With a new $2 million grant from the National Science Foundation (NSF), Embry-Riddle Aeronautical University researchers plan to help more aspiring engineers bridge the gap between their introductory and capstone courses – a risky crossing where too many students get tripped up and drop out.
Dr. Tim Wilson, chair of Electrical, Computer, Software, and Systems Engineering at Embry-Riddle and principal investigator for the NSF project said the support will help department faculty leverage an agile decision-making method called Scrum. The approach makes it possible for educators to more rapidly develop effective new curriculum, teaching methods and policies in response to students’ needs, Wilson explained.

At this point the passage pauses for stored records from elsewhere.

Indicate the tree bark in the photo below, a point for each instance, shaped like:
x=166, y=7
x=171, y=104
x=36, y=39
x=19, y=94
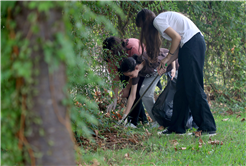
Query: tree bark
x=51, y=139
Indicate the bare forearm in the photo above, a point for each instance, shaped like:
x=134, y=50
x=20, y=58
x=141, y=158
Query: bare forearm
x=172, y=59
x=130, y=102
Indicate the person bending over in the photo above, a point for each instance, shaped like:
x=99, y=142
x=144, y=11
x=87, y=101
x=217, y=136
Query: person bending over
x=188, y=45
x=115, y=49
x=139, y=66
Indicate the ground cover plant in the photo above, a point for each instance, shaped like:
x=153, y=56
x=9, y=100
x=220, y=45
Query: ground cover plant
x=226, y=148
x=55, y=85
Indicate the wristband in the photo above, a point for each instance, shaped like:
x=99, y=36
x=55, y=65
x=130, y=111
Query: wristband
x=170, y=53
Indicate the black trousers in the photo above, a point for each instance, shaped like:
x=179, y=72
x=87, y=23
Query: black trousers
x=138, y=113
x=190, y=88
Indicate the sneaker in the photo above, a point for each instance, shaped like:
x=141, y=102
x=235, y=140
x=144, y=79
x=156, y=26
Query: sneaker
x=207, y=133
x=131, y=125
x=167, y=132
x=146, y=124
x=154, y=125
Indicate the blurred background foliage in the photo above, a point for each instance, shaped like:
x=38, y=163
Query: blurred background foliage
x=87, y=24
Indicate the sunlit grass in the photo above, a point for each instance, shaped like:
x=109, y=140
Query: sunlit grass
x=163, y=151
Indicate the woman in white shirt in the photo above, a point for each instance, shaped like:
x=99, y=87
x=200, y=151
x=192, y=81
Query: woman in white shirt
x=188, y=45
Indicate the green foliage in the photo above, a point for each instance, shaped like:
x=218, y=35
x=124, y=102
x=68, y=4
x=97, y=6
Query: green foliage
x=166, y=150
x=87, y=24
x=75, y=48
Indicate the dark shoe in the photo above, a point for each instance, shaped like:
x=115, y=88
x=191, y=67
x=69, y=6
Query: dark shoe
x=204, y=133
x=167, y=132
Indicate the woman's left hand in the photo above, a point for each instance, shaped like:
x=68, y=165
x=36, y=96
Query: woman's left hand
x=162, y=67
x=173, y=72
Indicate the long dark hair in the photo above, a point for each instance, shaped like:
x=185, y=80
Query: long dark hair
x=117, y=46
x=129, y=64
x=149, y=34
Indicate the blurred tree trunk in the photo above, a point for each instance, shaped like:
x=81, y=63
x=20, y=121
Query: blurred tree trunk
x=47, y=123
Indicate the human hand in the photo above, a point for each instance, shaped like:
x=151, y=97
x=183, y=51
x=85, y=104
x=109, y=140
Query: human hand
x=124, y=93
x=173, y=72
x=112, y=106
x=162, y=67
x=121, y=121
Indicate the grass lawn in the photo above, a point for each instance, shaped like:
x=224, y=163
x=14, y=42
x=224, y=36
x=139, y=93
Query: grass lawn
x=228, y=147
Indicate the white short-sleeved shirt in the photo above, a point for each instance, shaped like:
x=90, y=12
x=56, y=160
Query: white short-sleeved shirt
x=181, y=24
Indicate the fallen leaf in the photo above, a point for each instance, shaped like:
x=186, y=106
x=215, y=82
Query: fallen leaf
x=198, y=133
x=127, y=156
x=95, y=163
x=147, y=132
x=215, y=142
x=96, y=132
x=174, y=142
x=201, y=141
x=238, y=116
x=107, y=115
x=225, y=119
x=230, y=112
x=133, y=140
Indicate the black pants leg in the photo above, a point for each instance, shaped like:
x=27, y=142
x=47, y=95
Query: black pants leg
x=138, y=112
x=190, y=89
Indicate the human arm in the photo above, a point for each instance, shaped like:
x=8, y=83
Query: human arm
x=125, y=92
x=115, y=87
x=173, y=51
x=131, y=99
x=173, y=71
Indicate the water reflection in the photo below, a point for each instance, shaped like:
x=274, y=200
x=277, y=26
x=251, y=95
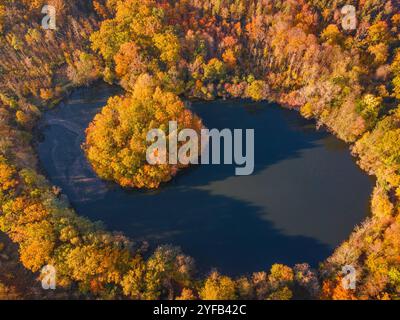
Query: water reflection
x=304, y=198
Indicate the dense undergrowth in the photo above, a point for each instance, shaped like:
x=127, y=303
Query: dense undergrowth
x=292, y=52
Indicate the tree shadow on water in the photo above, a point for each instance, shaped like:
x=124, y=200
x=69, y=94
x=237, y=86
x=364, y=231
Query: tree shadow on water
x=219, y=231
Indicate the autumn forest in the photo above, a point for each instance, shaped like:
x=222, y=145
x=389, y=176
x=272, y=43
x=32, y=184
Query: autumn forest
x=163, y=53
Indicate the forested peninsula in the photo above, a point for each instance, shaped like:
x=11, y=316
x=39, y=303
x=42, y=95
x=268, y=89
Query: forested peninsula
x=292, y=52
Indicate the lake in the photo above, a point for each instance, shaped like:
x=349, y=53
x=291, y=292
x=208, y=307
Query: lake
x=304, y=198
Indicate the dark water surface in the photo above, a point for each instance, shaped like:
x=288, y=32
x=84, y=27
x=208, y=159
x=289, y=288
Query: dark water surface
x=304, y=198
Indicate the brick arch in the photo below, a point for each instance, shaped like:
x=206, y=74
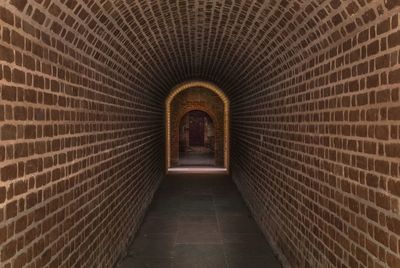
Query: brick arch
x=175, y=129
x=172, y=128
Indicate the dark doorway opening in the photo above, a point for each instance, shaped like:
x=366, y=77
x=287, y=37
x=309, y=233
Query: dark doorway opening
x=196, y=128
x=196, y=139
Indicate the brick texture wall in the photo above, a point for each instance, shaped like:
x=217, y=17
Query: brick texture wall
x=198, y=99
x=314, y=94
x=317, y=140
x=80, y=141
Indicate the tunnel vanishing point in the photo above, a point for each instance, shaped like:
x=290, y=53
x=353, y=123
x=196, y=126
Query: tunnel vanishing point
x=308, y=125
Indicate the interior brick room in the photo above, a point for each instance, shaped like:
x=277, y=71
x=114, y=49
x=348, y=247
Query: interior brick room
x=314, y=96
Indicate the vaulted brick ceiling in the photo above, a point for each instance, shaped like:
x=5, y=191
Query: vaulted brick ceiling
x=240, y=45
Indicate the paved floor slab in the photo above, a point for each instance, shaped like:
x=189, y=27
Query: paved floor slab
x=199, y=221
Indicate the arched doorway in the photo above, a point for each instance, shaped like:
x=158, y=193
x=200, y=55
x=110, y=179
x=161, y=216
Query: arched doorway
x=197, y=142
x=199, y=96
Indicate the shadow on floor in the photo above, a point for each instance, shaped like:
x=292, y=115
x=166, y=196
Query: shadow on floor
x=199, y=221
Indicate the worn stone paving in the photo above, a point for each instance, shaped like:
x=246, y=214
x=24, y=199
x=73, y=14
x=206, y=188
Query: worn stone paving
x=199, y=221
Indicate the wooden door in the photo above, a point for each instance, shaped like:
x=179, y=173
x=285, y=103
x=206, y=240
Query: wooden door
x=196, y=128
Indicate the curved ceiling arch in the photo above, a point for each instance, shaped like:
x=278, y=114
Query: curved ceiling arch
x=240, y=45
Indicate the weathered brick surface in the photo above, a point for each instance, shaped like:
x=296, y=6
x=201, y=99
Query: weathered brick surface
x=79, y=141
x=197, y=99
x=314, y=91
x=316, y=141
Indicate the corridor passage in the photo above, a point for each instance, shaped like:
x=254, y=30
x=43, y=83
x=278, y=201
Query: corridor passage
x=199, y=221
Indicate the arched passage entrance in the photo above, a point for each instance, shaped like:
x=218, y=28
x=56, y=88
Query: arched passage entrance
x=197, y=139
x=173, y=117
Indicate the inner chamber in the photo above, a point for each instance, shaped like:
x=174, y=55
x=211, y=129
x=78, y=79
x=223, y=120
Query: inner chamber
x=197, y=139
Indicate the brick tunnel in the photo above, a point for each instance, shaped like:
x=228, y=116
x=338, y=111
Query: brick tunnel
x=314, y=133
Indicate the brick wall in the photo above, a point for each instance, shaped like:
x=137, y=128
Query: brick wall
x=198, y=99
x=317, y=141
x=80, y=139
x=314, y=91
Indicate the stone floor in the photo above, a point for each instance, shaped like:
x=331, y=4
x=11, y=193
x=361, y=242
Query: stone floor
x=199, y=221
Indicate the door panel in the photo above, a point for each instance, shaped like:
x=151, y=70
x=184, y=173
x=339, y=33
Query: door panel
x=196, y=128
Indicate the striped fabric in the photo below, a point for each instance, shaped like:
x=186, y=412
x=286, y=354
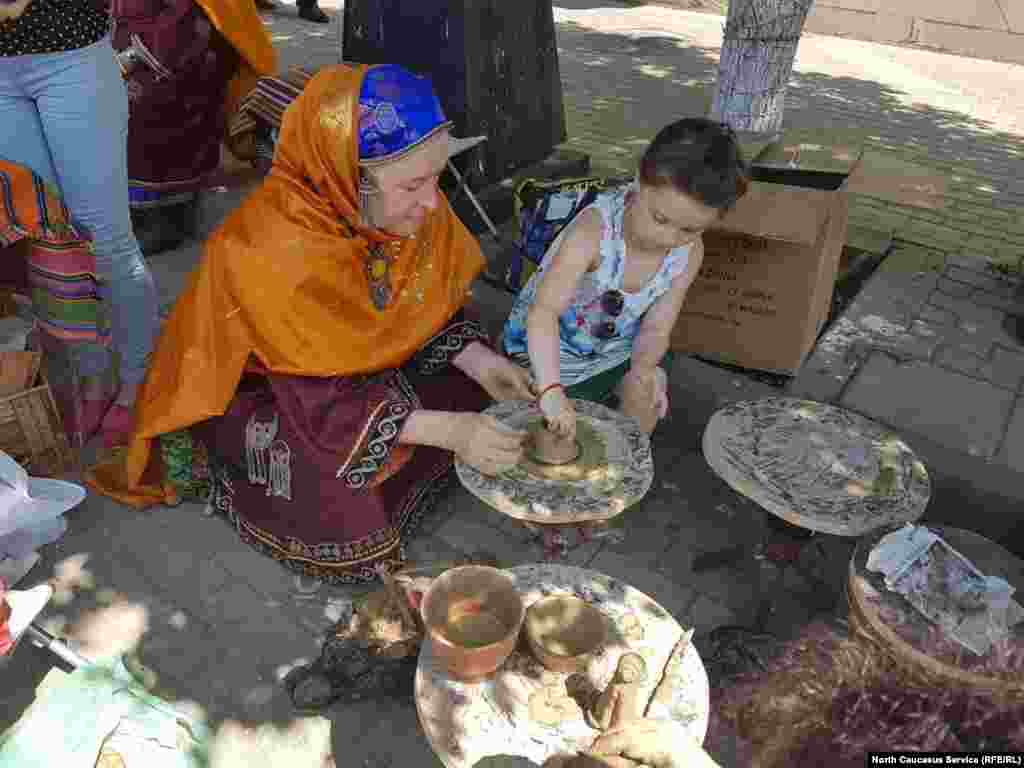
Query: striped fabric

What is the Scrum method? In the early days of the U.S. space program, Wilson noted, “All of the engineers would be in the same room, talking to each other every day to find solutions to problems no one had tackled before.”
The Scrum method works in much the same way, he said, by convening individuals who already work well as a team to rapidly iterate better and better solutions. In contrast, the conventional approach has been to convene committees encompassing representatives from many different departments who establish a lengthy sequence of tasks and a timeline. The Scrum approach allows teams to work smarter and faster.
“This research will put a process in place to help engineering faculty get things done more efficiently so they can spend more time on research and instructional improvements, and still have a life,” Wilson said. “Work quality goes way up when faculty are liberated to be the best educators they can be.”
Wilson’s collaborators on the new NSF project are Psychology Professor and Chair of the Behavioral & Social Sciences Department Dr. Erin Bowen; Scrum expert and Professor of Computer and Software Engineering Dr. Massood Towhidnejad; and Associate Professor of Engineering Dr. Jay Pembridge, who focuses on evidence-based approaches to improving education. The project, “Using Scrum to Develop an Agile Department,” will be supported under NSF grant number 1920780.
Revolutionizing Engineering Education
Bolstering student success rates in engineering degree programs is essential, particularly given the need to tap the entire potential talent pool, the ASEE has noted. Women claimed only about one-fifth of all engineering bachelor’s degrees in 2016, while black or African-American students made up a mere 4% of the overall cohort. “The inclusion of persons from groups underrepresented in most disciplines of engineering and computer science has remained a stubborn long-standing issue,” the NSF has pointed out.
As a catalyst for change in education, the Scrum method “can absolutely support the evolution of a more inclusive and diverse environment,” Bowen said, because the framework requires participants to stop periodically and reflect on broad issues. “Opportunities to self-evaluate include reflecting on what viewpoints and backgrounds need to be represented on the projects, and whether parts of the environment are inhibiting contributions from certain members,” she explained.
Towhidnejad noted that Embry-Riddle has been applying the Scrum method in engineering capstone courses for the past half-dozen years. For example, he said, students have used the Scrum process to tackle challenges such as a mission involving two drones, one of which must protect the other one, and a system to help students find parking spots.
“Traditionally, students training to become engineers work on projects for an extended amount of time without having anything to show for their hard work,” Towhidnejad noted. “One of the advantages of the agile Scrum process is that they can see the result of their work at the end of each `sprint.’ They continuously receive positive feedback, and that can be very encouraging.”
How will the Embry-Riddle research team measure success? Bowen said her role as an industrial/organizational psychologist will be to “assess the return on investment of Scrum on performance as well as the attitudes, behaviors and culture of the department.” That work will involve quantitative data collection, assessment and analysis.
Pembridge will use a case-study method involving interviews, surveys, classroom observations and more. The team will look in particular at “how faculty’s collective sense of agency to innovate and address key needs to enhance the department’s vision increases through the use of Scrum operations.”
The overall goal, he said, is to leverage evidence-based instruction and inclusive teaching approaches to help students achieve their academic goals in engineering.